Serving vLLM and Granite Models with Red Hat OpenShift AI

Prerequisites:

Before proceeding, confirm that you have an active GPU quota that has been approved for your current NERC OpenShift Allocation through NERC ColdFront. Read more about How to Access GPU Resources on NERC OpenShift Allocation.
Granite-3.3-8B-Instruct model: Granite-3.3-8B-Instruct is an 8-billion-parameter, 128K context-length language model fine-tuned for improved reasoning and instruction-following capabilities. It is built on top of Granite-3.3-8B-Base.

Procedure:

Set up local S3 storage (MinIO) and Connection

Navigating to the OpenShift AI dashboard.

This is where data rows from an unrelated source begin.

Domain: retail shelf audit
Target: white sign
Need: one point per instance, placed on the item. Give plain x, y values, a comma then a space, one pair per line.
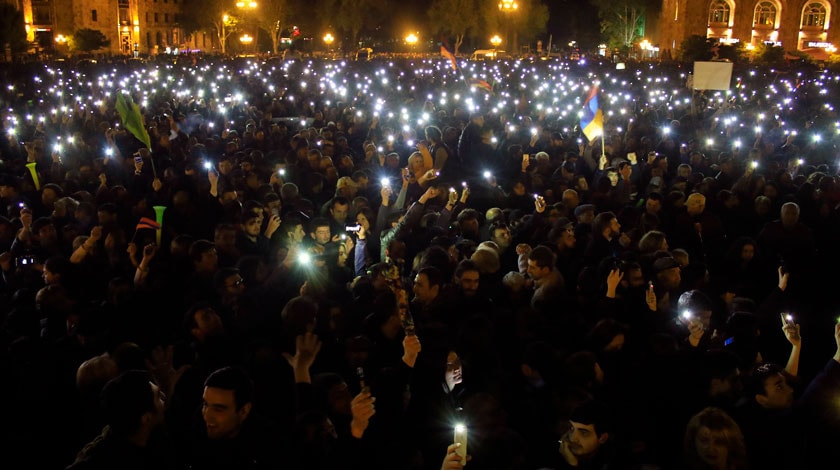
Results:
712, 75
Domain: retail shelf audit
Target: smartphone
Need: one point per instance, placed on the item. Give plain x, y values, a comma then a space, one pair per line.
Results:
360, 374
408, 324
787, 319
25, 260
461, 438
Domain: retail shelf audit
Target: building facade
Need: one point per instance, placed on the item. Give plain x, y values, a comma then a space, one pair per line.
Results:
795, 25
141, 26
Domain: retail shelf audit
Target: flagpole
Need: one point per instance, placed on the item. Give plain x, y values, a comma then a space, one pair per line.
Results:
603, 152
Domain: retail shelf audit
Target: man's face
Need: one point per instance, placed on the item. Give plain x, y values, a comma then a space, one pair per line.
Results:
469, 226
252, 227
501, 236
567, 239
712, 447
208, 323
321, 235
423, 291
225, 238
778, 394
339, 212
653, 206
296, 235
790, 216
670, 278
583, 440
221, 418
535, 271
625, 171
586, 217
469, 283
695, 204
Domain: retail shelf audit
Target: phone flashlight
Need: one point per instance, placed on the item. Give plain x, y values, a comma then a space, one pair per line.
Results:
461, 438
788, 319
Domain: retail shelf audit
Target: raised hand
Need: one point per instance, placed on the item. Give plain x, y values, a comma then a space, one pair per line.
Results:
362, 407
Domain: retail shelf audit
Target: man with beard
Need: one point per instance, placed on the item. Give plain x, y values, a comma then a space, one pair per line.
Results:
500, 234
467, 297
134, 412
589, 442
234, 435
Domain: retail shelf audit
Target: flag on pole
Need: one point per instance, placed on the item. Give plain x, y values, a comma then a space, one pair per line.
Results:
132, 119
447, 54
481, 84
592, 119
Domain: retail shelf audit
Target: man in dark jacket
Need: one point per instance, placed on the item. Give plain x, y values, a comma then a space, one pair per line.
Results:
134, 413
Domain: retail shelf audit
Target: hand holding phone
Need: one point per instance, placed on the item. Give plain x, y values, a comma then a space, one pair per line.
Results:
461, 440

Please follow these steps to access the NERC OpenShift AI dashboard.
Using a script to set up local S3 storage (MinIO) on your Data Science Project in the NERC RHOAI as described here.
Once your local S3 Object storage using MinIO is completed, you can browse to the MinIO Web Console using the provided URL. Enter the Access Key as the Username and the Secret Key as the Password. This will open the Object Browser, where you should verify that the bucket: my-storage is visible as shown below:

Downloading Model

While you're not strictly required to use object storage to serve models in OpenShift AI, doing so simplifies things in terms of scalability and flexibility. It also provides the advantage of keeping a static local copy within the cluster after a lengthy download, so you don't need to repeatedly fetch the model from the internet whenever you restart it.

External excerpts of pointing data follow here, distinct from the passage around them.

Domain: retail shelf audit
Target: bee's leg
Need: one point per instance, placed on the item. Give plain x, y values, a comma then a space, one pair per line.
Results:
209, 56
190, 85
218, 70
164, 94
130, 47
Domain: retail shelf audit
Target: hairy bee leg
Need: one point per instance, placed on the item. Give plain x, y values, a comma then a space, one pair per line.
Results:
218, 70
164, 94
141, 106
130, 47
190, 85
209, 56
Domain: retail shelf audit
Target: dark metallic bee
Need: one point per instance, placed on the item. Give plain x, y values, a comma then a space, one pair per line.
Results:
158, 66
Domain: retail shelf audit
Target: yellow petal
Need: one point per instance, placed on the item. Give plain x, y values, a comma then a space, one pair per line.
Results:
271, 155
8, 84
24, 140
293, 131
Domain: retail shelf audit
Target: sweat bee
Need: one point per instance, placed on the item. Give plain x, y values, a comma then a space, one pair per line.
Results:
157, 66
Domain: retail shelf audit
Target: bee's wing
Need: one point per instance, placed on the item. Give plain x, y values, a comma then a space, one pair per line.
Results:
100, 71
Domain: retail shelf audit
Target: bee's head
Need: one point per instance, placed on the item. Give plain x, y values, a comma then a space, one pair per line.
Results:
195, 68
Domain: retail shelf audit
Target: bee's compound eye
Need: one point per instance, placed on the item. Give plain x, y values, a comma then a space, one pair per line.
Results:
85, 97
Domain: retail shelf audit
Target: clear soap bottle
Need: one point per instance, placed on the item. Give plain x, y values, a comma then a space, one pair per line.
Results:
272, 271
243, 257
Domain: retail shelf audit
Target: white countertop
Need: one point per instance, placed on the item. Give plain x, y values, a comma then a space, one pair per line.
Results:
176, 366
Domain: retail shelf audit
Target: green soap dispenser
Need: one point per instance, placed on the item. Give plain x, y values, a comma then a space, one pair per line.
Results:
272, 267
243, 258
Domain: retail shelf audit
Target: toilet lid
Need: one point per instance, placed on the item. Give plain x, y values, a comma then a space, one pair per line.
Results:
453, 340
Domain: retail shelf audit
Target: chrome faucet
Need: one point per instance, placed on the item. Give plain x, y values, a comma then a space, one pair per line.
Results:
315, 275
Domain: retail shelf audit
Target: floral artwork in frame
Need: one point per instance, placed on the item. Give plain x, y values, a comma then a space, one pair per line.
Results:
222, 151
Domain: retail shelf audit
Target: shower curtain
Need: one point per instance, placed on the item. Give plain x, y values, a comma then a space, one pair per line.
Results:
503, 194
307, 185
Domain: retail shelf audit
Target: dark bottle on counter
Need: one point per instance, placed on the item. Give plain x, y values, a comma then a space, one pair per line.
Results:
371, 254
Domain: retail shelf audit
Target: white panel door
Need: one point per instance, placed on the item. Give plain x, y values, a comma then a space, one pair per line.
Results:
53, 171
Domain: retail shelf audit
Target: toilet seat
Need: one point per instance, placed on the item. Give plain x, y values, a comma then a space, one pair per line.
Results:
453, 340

To download a model from Hugging Face:

Navigate to https://huggingface.co/.
Search for the model you'd like to deploy.

For this example, we'll use the granite-3.3-8b-instruct model, available here: 👉 https://huggingface.co/ibm-granite/granite-3.3-8b-instruct/tree/main.

Important

Even though this example uses the granite-3.3-8b-instruct LLM, the same mechanism can be applied to any other LLMs as well. Explore the Red Hat AI validated models collections on Hugging Face.
First you need to generate an access token:
Go to https://huggingface.co/settings/tokens.
Click on the "Create new token" button.
Create a "Read" access token by selecting Read for Token type and then give it a Token name.
Copy the generated Access Token i.e. Access_Token.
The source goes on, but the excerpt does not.